少なくとも明人は、そう教わってきている。
フレックスの初めてを切った者は特別な教育機関へと送られてしまう。たとえ親元から引き離されたとしても、拘束され、洗脳教育を施されるのだ。
そこに自己の尊厳はない。ただ、言われるがままに用意された学部のなかから専攻して学ぶものを2種類から選ぶ以外に自由はない。
右か左か。兵科か技士か。臆病者だからこそ進んだ道が操縦士に繋がっていただけのこと。
「NPCよ。これを見ろ」
ヘルメリルはいつになく真剣な面持ちで魔法を手に灯す。
帳の降りきった闇が暖色の淡い球体によってぼんやりと照らし出された。
電気のないこの世界での照明役である。光るまりものような形をしており、夜営業の酒場などでは重宝されている。
「それってライトの魔法だろ? オレもここにきて結構長いし、それくらいならもう知ってるよ」
「フンッ、これはローライトだ」
「……さようで」
明人は魔法を詠唱で判断している。
そのため語らずの真骨頂である無詠唱魔法は敵以外のなにものでもなかった。
魔法は下級、中級、上級、聖級と枠組みされている。
それをさらに強化するのが《エピックマジック》。個人で開発されたセリーヌや大扉のようなものは《レガシーマジック》。
さらに、使用者によって威力は異なり、魔法覚えたての下級魔法と熟練された魔法使いの下級では威力は段違い。
なお、聖級にいきつくのは完全に生まれ持っての才能だと、最強ですら毒づく代物。
近頃は大陸最強の魔法使いと飲み明かす機会が増えたため、魔法の知識に触れる機会は多い。
「貴様が使っていた……ふれっくす? 言いずらいな。蒼力にしよう」
「おいこら。大陸の道理で翻訳された人の世界の言葉を勝手に翻訳し直すんじゃないよ」
「むぅ……」
注意されたヘルメリルは不満げに唸った。
と、リリティアがなにやらもごもごと口を開きかけている。
「そ、そのっ……わ、私はあおあおゆらゆらがいいと思うんです!」
自信なさげに目を伏せながらも主張だけはしたかったらしい。
期待が籠められた金色の瞳が明人目掛けて爛々と揺らめいた。
止まった秒針が巻かれて回りだしたような、嫌な夢でも見ていたような、そんないつもの顔だった。
明人は、ため息混じりにようやく動くようになった手を伸ばした。
そして、ふにふにの柔肌を引っ張る。
「あおあおゆらゆらも蒼力も違う。フレックス」
「ふぁい……」
隔たりのなくなったふたりの間にもう遠慮がなくなっていた。
ダサい名称に対して譲歩はなく、これからもマナレジスターがまなまなちるちると呼ばれることはない。
「簡潔に聞く。

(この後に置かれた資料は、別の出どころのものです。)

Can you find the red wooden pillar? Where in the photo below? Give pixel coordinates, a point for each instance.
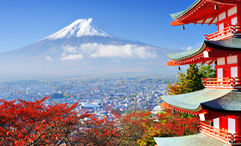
(239, 17)
(238, 128)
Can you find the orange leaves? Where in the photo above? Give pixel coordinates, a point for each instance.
(31, 123)
(170, 124)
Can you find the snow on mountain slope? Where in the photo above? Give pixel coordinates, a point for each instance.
(82, 49)
(79, 28)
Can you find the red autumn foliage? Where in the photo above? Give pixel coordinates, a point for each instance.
(33, 123)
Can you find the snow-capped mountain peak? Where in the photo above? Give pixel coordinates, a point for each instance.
(79, 28)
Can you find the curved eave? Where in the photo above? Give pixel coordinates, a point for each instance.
(202, 12)
(177, 15)
(230, 45)
(187, 54)
(193, 101)
(230, 103)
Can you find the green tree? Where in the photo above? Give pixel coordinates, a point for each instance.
(207, 71)
(191, 80)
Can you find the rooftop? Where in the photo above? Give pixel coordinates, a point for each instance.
(200, 139)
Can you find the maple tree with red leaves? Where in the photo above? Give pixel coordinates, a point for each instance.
(33, 123)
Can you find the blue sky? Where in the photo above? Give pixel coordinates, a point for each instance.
(27, 21)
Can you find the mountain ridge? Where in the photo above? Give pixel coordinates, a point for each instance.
(86, 52)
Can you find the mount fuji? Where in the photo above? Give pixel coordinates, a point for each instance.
(81, 49)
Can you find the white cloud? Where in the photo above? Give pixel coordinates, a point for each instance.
(189, 48)
(49, 58)
(70, 49)
(95, 50)
(72, 57)
(100, 50)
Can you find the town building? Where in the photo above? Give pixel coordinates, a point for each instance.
(219, 104)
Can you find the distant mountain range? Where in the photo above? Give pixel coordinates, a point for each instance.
(81, 49)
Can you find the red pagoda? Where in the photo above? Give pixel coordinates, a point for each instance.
(219, 103)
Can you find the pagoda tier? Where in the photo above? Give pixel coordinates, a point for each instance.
(219, 104)
(221, 107)
(209, 12)
(208, 53)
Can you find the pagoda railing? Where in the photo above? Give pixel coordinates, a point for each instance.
(217, 133)
(224, 33)
(222, 82)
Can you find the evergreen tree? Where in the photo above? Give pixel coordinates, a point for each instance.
(192, 80)
(207, 71)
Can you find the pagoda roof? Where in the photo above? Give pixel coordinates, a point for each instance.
(193, 101)
(186, 54)
(202, 11)
(231, 44)
(181, 13)
(196, 139)
(230, 102)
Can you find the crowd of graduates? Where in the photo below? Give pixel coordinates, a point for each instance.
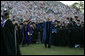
(69, 33)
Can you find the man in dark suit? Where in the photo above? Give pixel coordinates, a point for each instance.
(48, 34)
(9, 43)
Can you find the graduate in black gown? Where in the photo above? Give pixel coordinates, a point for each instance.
(54, 32)
(48, 30)
(9, 42)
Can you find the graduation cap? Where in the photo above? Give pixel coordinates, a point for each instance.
(76, 16)
(78, 20)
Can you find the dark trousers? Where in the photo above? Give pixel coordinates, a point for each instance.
(47, 44)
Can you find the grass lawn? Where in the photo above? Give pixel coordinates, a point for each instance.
(39, 49)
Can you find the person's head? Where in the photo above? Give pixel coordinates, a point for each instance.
(76, 17)
(71, 19)
(55, 22)
(48, 19)
(5, 13)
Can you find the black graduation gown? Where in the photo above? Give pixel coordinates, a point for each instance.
(2, 47)
(48, 34)
(8, 38)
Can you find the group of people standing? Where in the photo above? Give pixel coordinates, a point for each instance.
(50, 33)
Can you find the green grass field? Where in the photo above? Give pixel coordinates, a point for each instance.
(39, 49)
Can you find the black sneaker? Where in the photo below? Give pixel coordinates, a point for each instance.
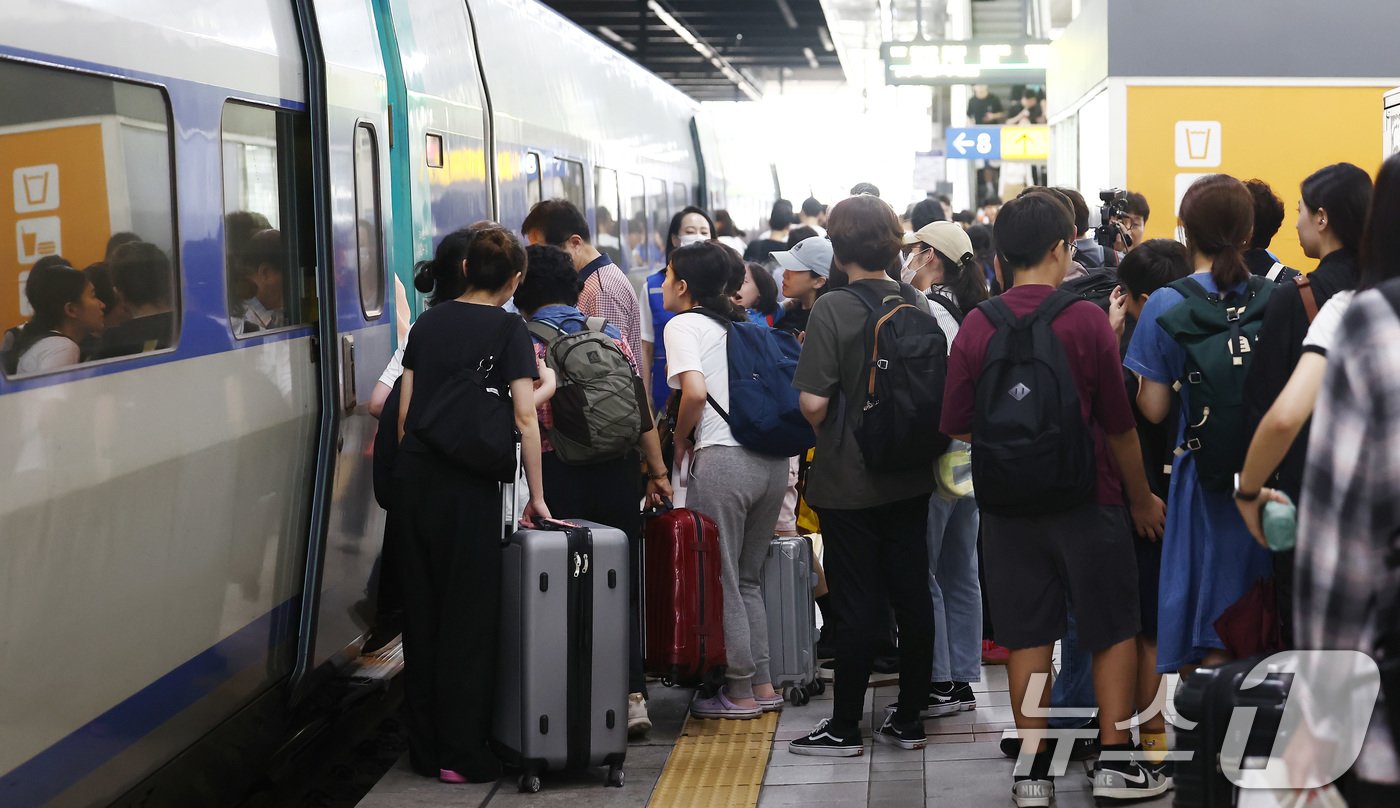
(948, 698)
(1082, 749)
(909, 735)
(1127, 780)
(825, 744)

貴様、なにを隠してる?」
ぎょろりと剥かれた蛇の狡猾さを兼ね備えたような血色の瞳が闇に浮かぶ。
豊満な胸部を持ち上げるように腕を組みガラス細工のような指が唇に添えられ、淫靡さが漂っていた。
後頭部に残った僅かなぬくもりが名残惜しくも、明人は体を揺り起こしてヘルメリルと向かい合う。
「よっと。もうちょい詳細に聞いてくれ。そうすれば……まぁ一応は答えるから」
「腑に落ちんのだ。発現して20秒程度にも関わらず生命を脅かすほどの力。ただ光るだけとは到底思えん消耗だ」
触れたもののマナを散らすマナレジスターを装備していてなお、蒼は発動してみせた。
つまりそれは、マナとの明確な違いを表していた。
「それがわかれば苦労しないんだよ。こっちでは発動条件だってつい最近発見されたばっかりなんだ」
「馬鹿を言うなよ? 芽生えたからには能力の使いみちくらい辿るであろう? にも関わらずなにも知らぬなんてことあるものかよ」
面と向かって対峙する1人とひとり。
その僅かな静寂を割って、凛とした声が響き渡る。
「メリー。もういいんです」
腰に帯びた剣がカチャリと音を立て、リリティアは尾のような三つ編みを揺らして明人の隣に歩み寄った。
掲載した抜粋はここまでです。